If `vector` provided, then it will be used (its dimensionality must match that of the `embedding_model`).
If `vector` is not provided, a vector embedding will be auto-generated from `contents` using `sentence-transformers`. `contents` must be text in this case.</Note>

<Tip>For more info on metadata, see [Metadata Filtering](../../../guides/data-operations/metadata-filtering).</Tip>

### Exceptions

<AccordionGroup>
  <Accordion title="ValueError">
    * Throws if the vector dimensions are incompatible with the index configuration.
    * Throws if the index was not created or loaded yet.
  </Accordion>

  <Accordion title="RuntimeError">
    * Throws if the vectors could not be upserted.
  </Accordion>
</AccordionGroup>

### Example Usage

```python theme={null}
# Initial configuration already done...

# Load Index
index = client.load_index(index_name=index_name, index_key=index_key)

# Single upsert (wrapped in a list)
index.upsert([{"id": "item_1", "vector": [0.1, 0.2, 0.3]}])

# Upsert with metadata
index.upsert([
  {"id": "item_1",
   "vector": [0.1, 0.2, 0.3],
   "metadata": {"type": "dog", "temperament": "good boy"}
  }
])

# Batch upsert
index.upsert([
    {"id": "item_1", "vector": [0.1, 0.2, 0.3]},
    {"id": "item_2", "vector": [0.4, 0.5, 0.6]}
])

# Upsert with items
index.upsert([
    {"id": "item_1", "vector": [0.1, 0.1, 0.1, 0.1], "contents": b'item_contents_here...'}, # Bytes
    {"id": "item_2", "vector": [0.2, 0.2, 0.2, 0.2], "contents": "item_contents_here..."} # Text
])
```

<Tip>You can pass the `id` and `vector` fields as tuples, if you wish to skip the dictionary.

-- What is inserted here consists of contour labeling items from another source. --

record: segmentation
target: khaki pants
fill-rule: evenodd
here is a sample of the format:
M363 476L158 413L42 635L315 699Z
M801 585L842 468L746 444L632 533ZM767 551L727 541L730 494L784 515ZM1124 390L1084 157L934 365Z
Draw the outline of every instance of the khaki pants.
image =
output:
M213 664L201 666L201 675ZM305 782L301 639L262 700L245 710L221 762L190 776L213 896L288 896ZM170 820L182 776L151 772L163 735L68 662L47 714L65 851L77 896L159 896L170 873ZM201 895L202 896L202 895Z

On big datasets, this can make a signficant difference in memory usage.</Tip>

***

## Upsert Secondary Overload: NumPy Array Format

<Tip>This format is optimal for large batches due to its memory efficiency and compatibility with batch processing optimizations.
It is primarily intended for benchmarking purposes (hence the use of `int` for IDs).</Tip>

```python theme={null}
def upsert(self, ids: np.ndarray, vectors: np.ndarray)
```

Accepts two NumPy arrays:

* A 2D array of floats for the vector embeddings.
* A 1D array of integers for the unique IDs.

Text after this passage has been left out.